The truth is, the medical community, which includes nontraditional practitioners, never really knew for sure what was causing Allen's system to break down. The best explanation anyone could provide, as detailed in a heartbreaking story written by my colleague Jackie MacMullan in September 2003, was that "exposure to toxic chemicals and other irritants in the environment" had disabled him completely, causing, in addition to a breakdown of his body, "short-term memory loss, headaches and neurological problems."
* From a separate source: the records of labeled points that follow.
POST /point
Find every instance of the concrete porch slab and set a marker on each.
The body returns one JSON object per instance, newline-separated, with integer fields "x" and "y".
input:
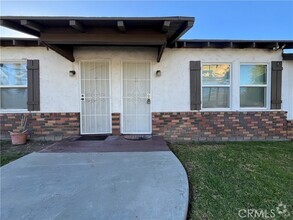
{"x": 115, "y": 185}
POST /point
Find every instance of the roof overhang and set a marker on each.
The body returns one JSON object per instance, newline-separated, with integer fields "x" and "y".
{"x": 260, "y": 44}
{"x": 62, "y": 34}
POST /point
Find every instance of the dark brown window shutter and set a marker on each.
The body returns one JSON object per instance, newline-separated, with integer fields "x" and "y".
{"x": 33, "y": 76}
{"x": 195, "y": 85}
{"x": 276, "y": 84}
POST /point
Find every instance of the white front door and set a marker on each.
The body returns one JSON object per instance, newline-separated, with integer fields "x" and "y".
{"x": 95, "y": 97}
{"x": 136, "y": 117}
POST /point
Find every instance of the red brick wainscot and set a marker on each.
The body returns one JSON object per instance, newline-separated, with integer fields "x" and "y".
{"x": 221, "y": 126}
{"x": 42, "y": 126}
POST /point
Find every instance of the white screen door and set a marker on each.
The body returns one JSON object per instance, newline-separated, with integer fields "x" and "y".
{"x": 95, "y": 98}
{"x": 136, "y": 98}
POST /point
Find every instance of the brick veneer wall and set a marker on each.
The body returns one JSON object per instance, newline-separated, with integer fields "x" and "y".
{"x": 45, "y": 126}
{"x": 221, "y": 126}
{"x": 174, "y": 126}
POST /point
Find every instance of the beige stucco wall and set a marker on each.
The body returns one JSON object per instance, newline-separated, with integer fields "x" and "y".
{"x": 287, "y": 88}
{"x": 170, "y": 91}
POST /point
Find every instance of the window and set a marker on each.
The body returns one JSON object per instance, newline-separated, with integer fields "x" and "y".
{"x": 253, "y": 86}
{"x": 216, "y": 85}
{"x": 13, "y": 85}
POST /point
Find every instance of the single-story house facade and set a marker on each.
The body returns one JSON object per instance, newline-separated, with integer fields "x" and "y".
{"x": 89, "y": 75}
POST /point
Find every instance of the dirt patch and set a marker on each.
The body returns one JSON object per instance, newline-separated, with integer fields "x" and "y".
{"x": 11, "y": 152}
{"x": 30, "y": 146}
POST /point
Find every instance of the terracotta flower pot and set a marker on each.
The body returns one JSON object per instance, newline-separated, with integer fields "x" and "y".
{"x": 18, "y": 138}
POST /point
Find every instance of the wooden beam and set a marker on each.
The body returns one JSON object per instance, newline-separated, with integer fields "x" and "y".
{"x": 133, "y": 38}
{"x": 287, "y": 56}
{"x": 66, "y": 52}
{"x": 121, "y": 26}
{"x": 76, "y": 25}
{"x": 166, "y": 26}
{"x": 31, "y": 25}
{"x": 160, "y": 52}
{"x": 18, "y": 27}
{"x": 182, "y": 30}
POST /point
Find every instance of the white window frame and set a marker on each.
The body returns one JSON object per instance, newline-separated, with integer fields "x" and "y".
{"x": 13, "y": 86}
{"x": 267, "y": 86}
{"x": 223, "y": 86}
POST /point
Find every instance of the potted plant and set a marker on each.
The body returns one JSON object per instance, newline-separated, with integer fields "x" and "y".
{"x": 19, "y": 136}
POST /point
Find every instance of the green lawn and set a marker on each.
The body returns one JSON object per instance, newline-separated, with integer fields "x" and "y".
{"x": 228, "y": 177}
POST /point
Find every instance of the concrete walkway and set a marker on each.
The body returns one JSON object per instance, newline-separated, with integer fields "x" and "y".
{"x": 95, "y": 185}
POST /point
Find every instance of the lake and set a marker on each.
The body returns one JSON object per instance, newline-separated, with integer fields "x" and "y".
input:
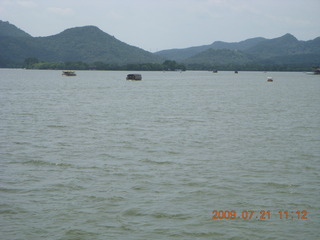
{"x": 191, "y": 155}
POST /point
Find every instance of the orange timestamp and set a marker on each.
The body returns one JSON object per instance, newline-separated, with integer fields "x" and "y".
{"x": 263, "y": 214}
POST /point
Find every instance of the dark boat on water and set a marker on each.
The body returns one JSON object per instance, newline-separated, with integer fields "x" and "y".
{"x": 134, "y": 77}
{"x": 68, "y": 73}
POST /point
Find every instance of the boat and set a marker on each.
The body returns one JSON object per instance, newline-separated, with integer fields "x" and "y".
{"x": 316, "y": 71}
{"x": 134, "y": 77}
{"x": 69, "y": 73}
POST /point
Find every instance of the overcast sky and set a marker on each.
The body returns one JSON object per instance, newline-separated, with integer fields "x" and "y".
{"x": 164, "y": 24}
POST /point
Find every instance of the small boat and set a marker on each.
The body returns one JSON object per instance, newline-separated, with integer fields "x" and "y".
{"x": 68, "y": 73}
{"x": 134, "y": 77}
{"x": 316, "y": 71}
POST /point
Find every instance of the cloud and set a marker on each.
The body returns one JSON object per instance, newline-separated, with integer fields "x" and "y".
{"x": 61, "y": 11}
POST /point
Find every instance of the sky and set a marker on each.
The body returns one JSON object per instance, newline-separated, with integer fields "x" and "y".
{"x": 155, "y": 25}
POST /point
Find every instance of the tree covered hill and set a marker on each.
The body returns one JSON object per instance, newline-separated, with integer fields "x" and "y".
{"x": 260, "y": 52}
{"x": 88, "y": 44}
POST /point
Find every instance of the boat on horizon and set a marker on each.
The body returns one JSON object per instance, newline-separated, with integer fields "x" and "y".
{"x": 69, "y": 73}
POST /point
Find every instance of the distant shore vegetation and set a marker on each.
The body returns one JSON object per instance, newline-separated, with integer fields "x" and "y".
{"x": 168, "y": 65}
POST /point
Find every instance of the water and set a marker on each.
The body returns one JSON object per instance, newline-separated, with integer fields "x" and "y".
{"x": 98, "y": 157}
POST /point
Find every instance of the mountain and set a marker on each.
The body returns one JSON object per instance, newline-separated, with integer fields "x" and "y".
{"x": 9, "y": 30}
{"x": 219, "y": 57}
{"x": 184, "y": 53}
{"x": 284, "y": 50}
{"x": 88, "y": 44}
Imagine being hit with this. And then imagine being told by members of the medical establishment that you did not have a certifiable disease and that you may instead be suffering from "a psychosomatic disorder brought on by stress."
Some psychosomatic illness. The man is dead.
This shouldn't happen to anybody, of course. But how cruel is it to happen to a man who had always prided himself on his physicality? He had been a Tedy Bruschi-style linebacker at Hanover (Ind.) College. He was all football player, all man. As he told MacMullan, "When I was a player, I wanted to rip your head off."
But Allen was able to separate the game from real life. Was he a competitor? Absolutely. "Nobody wanted to win more than Dan Allen," Carpenter declared.
It was, however, never a win-at-any-cost deal. There was one thing he valued even more than winning football games, and that was his relationship with the players. Players knew there wasn't a hypocritical bone or corpuscle in his body, that when he told them he cared about them as people, it was the gospel truth.
"He was the kind of guy you say, `Are you really a coach?' " said Carpenter, who has known more than his share.
He was loyal to the proverbial fault. Go back to that 1993 season. BU was coming off a 3-8 season, but when Carpenter visited training camp up in Bridgton, Maine, he sensed that something very good was about to happen, except that there was one problem.
Allen had recruited a junior college quarterback by the name of Robert Dougherty, and it was clear he was going to inject life into the program with his quasi-Flutie abilities. The problem was that there was an incumbent QB named Greg Moore, a somewhat immobile kid with a very strong arm. Coach Allen was plagued by what was laudably noble but foolish loyalty to Moore. His head knew very well what he had in Dougherty, but his heart was with Moore.
"Dan had a really tough time pulling the trigger on that one," Carpenter explained. "I know for a fact the coaches sat up till 2 or 3 in the morning talking it out, and there really was no question who should be playing."
Dougherty was the goods, all right. He quarterbacked BU to an undefeated regular season and a Division 1-AA playoff victory over Northern Iowa -- outplaying a QB named Kurt Warner. It was the last great BU gridiron success, and Allen would never take credit for any of it.
There was a brief period when Allen thought he was getting better. He wasn't. He was not able to do anything for himself, and it would end uncomfortably for both him and Holy Cross when the administration felt it had no choice but to remove him as coach after last season's 1-11 campaign. It was a lose-lose deal for everyone. There were no good guys or bad guys, only one shockingly unfortunate guy.
Laura and the kids must now cope with the loss of a devoted husband and father whom she described as her children's "idol." If it is any slight consolation, they should know that Ed Carpenter isn't the only one who feels privileged to have known and worked with Dan Allen.
Dan Allen gave coaching a good name. That's a pretty nice legacy.